25 Apr Wait! You Found What? The Value in Hiring an Inspector
The April 2018 edition of Harmonious Home Adventures – Wait! You Found What? The Value in Hiring an Inspector
Some Things You Can See …
Buying a home is an enormous investment – the biggest that most of us will ever make. So, sure, you’re going to be careful when you look things over.
But let’s face it – not everything that’s wrong with a house is going to be readily apparent. Not everything is going to be in places that you normally look.
Not only that, but when you’re looking, are you sure that you even know what you’re looking at?
And Some Things You Can’t
A lot of things that need to be checked when you’re plunking down the kind of money it takes to purchase a home are things that escape the notice of even the most conscientious layperson buyer.
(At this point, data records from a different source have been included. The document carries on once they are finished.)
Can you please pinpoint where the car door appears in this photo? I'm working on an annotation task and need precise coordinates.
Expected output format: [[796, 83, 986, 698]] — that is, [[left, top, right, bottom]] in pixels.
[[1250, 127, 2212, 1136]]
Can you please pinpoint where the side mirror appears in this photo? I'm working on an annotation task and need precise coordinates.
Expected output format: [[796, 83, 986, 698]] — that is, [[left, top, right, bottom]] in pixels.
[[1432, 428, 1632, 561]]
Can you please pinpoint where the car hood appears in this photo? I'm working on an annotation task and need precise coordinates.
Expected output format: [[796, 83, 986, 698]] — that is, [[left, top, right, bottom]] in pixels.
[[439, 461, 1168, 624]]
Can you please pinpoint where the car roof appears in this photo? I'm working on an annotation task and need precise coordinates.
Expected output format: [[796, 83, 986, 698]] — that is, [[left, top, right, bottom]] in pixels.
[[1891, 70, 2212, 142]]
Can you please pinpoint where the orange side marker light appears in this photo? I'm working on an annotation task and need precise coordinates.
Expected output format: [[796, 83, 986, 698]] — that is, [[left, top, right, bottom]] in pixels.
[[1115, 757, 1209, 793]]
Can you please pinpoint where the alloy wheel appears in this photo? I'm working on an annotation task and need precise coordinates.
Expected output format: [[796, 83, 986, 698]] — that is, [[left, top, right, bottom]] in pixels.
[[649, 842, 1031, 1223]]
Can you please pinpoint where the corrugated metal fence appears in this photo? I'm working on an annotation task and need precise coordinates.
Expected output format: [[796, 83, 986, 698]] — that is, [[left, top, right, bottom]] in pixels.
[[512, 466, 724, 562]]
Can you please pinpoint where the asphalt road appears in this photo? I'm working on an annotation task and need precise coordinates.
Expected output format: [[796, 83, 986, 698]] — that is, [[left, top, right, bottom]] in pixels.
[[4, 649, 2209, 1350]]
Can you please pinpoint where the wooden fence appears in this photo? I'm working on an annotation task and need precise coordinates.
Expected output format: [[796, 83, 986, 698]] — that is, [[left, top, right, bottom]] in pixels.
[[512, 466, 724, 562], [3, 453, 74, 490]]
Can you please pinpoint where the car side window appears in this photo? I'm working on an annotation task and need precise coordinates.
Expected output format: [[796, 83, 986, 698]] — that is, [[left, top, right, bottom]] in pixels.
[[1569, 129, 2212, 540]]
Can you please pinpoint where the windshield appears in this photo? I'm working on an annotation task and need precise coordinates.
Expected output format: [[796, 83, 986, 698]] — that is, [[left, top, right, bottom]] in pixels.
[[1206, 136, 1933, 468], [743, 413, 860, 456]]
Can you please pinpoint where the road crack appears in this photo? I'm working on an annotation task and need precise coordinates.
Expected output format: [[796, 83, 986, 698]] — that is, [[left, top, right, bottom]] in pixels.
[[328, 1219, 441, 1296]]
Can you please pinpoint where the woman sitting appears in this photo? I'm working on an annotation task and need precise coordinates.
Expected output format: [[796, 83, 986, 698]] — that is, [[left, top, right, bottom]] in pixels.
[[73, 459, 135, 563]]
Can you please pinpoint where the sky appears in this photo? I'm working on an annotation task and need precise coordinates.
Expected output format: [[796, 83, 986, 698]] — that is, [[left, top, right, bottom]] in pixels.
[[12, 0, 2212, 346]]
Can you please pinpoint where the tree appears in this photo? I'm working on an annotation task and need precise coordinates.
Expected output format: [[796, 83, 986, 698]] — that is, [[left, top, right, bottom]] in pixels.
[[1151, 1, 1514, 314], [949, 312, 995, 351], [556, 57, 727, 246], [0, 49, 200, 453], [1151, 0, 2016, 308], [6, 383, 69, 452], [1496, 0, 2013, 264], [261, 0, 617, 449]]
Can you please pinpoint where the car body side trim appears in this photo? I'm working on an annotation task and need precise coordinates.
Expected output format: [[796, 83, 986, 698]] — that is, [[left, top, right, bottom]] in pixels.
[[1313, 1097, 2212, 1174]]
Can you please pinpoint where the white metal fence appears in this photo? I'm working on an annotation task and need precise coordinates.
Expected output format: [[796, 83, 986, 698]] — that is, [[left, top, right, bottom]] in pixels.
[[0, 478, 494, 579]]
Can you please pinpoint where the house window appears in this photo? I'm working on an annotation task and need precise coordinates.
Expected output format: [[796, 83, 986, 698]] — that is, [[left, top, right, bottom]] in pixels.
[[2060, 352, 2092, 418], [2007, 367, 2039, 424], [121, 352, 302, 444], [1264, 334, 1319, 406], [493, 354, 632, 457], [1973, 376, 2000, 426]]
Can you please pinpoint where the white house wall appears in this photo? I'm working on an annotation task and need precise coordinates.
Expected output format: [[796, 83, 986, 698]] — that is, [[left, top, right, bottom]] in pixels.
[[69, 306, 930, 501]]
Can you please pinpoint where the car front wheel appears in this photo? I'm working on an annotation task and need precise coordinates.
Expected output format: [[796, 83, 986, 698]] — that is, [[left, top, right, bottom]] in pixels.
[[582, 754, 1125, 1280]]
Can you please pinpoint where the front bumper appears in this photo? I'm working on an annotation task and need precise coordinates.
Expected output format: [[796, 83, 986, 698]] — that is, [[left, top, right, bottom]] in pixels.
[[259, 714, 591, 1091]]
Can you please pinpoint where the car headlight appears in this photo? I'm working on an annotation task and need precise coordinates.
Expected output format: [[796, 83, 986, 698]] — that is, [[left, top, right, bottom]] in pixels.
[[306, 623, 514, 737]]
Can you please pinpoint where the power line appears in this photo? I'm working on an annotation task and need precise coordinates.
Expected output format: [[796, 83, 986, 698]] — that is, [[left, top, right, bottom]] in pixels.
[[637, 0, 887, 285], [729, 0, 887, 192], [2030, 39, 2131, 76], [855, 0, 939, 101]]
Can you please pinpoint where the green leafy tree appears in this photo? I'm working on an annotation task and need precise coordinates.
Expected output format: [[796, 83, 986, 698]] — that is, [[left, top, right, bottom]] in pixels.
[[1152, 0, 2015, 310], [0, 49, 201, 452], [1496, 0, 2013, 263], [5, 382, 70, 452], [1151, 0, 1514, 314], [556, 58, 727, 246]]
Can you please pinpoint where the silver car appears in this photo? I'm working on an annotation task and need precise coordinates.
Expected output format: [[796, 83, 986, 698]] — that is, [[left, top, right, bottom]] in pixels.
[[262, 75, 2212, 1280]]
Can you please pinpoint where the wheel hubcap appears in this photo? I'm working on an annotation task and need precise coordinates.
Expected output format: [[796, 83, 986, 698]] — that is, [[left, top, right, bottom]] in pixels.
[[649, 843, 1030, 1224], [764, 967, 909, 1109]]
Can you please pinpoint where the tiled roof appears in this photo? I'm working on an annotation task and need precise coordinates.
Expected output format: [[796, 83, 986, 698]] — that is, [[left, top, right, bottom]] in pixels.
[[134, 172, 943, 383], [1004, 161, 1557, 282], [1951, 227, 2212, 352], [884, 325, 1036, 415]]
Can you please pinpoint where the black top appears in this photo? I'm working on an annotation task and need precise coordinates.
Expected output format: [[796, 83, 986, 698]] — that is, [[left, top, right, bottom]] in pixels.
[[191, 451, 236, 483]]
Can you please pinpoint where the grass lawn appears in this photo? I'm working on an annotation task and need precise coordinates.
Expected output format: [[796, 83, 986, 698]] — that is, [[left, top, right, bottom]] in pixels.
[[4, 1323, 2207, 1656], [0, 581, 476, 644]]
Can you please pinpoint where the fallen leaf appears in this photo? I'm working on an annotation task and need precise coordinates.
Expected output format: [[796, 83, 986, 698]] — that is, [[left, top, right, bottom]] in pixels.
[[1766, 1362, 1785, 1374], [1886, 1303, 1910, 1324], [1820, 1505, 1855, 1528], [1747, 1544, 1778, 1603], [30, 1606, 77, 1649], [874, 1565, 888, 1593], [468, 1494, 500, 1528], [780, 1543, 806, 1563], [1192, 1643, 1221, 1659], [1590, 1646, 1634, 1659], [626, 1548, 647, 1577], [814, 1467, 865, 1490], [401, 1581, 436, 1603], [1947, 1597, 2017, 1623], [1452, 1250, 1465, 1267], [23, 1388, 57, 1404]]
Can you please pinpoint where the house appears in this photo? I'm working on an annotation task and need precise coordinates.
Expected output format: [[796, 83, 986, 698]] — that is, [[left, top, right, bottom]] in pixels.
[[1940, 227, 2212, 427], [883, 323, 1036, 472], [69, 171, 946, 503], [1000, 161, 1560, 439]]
That’s why an entire industry has arisen over the last few decades of professionals whose education, training, and experience qualifies them to search the places you might not search, perform tests that you might not know how to perform (or interpret), and uncover things that ordinarily would evade detection.
Choosing An Inspector
The way it typically works in Texas is that any offer you make on a home will include an unconditional right to terminate the contract for a given period of time (generally seven to ten days). This is called the “option period.”
The primary purpose of the option period is to allow you to do whatever inspections that will give you the confidence to move forward with the purchase.
You certainly ask your Realtor for recommendations – but expect to get a list in response. Most agents want to avoid any appearance of collusion in this process.
Do your own research. In today’s Internet age, you can find out a lot of information about just anyone offering a professional service. Probably the two most important things to look for are:
- Is the inspector licensed (in Texas, licensing is by the Texas Real Estate Commission); and
- Is the inspector insured?
Their website should provide this information. When in doubt, ask. If the prospective inspector is hesitant, at all, about providing answers, just move on. Quickly. There are lots of other choices.
Once You Have an Inspector, Then What?
The inspector will schedule an appointment for the inspection with the seller’s agent. Your agent will let you know when it will take place.
The inspection will take about three hours, give or take. If possible, meet the inspector at the property – at least for the last part of the inspection. While you’ll receive a written report, being able to walk through the home with the inspector and have him point things out to you is invaluable.
A professional inspector knows where to look. He’ll get on the roof; he’ll go under the house into the crawlspace (if your house is pier-and-beam construction, of course.) He’ll go into the attic. And he’s trained to detect signs of problems, both existing and potential.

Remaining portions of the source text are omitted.